2. Essen außer Haus? Erstmal gestrichen.
Restaurants, Lieferdienste, Coffee-to-go … Das sind stille Budget-Killer, weil sie sich einzeln klein anfühlen, aber sich am Monatsende zu einer erschreckend hohen Summe addieren – wenn du mehr dazu wissen willst, lies diesen Artikel.
Brühe deinen Kaffee daheim. Koch einfach und gerne auch simpel. Als ich selbst mitten im Schuldenabbau steckte, habe ich mir eine feste Kaffeeroutine zuhause aufgebaut, mit einer einfachen French Press*. Das hat sich angefühlt wie ein kleines Ritual, nicht wie Verzicht.
3. Kinder brauchen Liebe, nicht Luxus
Du willst ihnen alles geben. Klar. Aber teure Möbel, Markenklamotten und Spielsachen? Das ist jetzt nicht das Wichtigste.
Kinder erinnern sich an Geborgenheit, an gemeinsame Spielnachmittage, an Zeit — nicht an Preisschilder. Meine Kinder erinnern sich heute noch an selbstgebastelte Nachmittage, an die ich mich viel klarer erinnere als an irgendein gekauftes Spielzeug aus dieser Zeit.
4. Diese kleinen täglichen Ausgaben?
Sie sind oft der eigentliche Grund, warum du finanziell nicht vorwärtskommst.
- Kaffee: 4 Euro
- Gipfeli: 2,50 Euro
- Snack: 3 Euro
Klingt harmlos, aber summiert sich schnell auf 150–250 Euro pro Monat. Wenn du wissen willst, wo dein Geld wirklich hingeht, hilft dir ein einfaches Haushaltsbuch enorm dabei, diese Muster überhaupt erst sichtbar zu machen. Ich selbst nutze dafür dieses Haushaltsbuch*, weil es unkompliziert und schnell auszufüllen ist.
5. Keine neuen Bücher, Filme oder DVDs kaufen
Hol dir eine Bibliothekskarte. Günstig, nachhaltig und ideal für Sparphasen.

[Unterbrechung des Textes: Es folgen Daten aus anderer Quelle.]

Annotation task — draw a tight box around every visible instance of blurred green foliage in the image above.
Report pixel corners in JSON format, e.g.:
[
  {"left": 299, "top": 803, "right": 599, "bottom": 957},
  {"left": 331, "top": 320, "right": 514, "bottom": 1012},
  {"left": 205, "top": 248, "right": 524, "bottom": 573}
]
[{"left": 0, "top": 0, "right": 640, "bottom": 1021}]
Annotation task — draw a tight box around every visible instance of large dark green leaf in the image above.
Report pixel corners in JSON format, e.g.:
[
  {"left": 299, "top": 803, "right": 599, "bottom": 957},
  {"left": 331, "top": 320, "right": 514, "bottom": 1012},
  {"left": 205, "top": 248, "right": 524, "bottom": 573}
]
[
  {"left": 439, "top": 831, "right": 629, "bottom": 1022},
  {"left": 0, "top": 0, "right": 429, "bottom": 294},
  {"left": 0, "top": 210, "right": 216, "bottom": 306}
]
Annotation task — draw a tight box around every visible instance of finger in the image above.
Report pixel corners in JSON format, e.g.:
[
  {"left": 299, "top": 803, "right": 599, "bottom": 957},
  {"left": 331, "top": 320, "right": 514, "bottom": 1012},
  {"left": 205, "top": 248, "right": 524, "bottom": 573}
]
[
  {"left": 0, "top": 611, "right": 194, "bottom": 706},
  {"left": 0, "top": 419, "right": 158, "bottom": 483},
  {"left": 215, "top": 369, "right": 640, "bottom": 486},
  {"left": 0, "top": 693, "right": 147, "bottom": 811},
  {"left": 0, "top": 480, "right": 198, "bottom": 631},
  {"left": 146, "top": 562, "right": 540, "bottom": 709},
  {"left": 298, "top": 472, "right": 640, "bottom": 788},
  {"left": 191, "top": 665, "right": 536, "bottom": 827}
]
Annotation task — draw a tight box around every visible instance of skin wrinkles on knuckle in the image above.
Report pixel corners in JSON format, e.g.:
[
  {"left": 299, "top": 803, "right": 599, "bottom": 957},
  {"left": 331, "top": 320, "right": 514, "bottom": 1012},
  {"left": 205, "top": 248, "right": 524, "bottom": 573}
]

Vielleicht geht’s dir wie vielen: Du liebst Bücher, aber dein Budget sagt gerade eindeutig Nein. Genau dafür ist ein Ebook-Reader perfekt. Ich nutze diesen Ebook-Reader*, weil er weniger kostet als viele andere Modelle, superleicht ist und ich E-Books direkt aus der Online-Bibliothek ausleihen kann.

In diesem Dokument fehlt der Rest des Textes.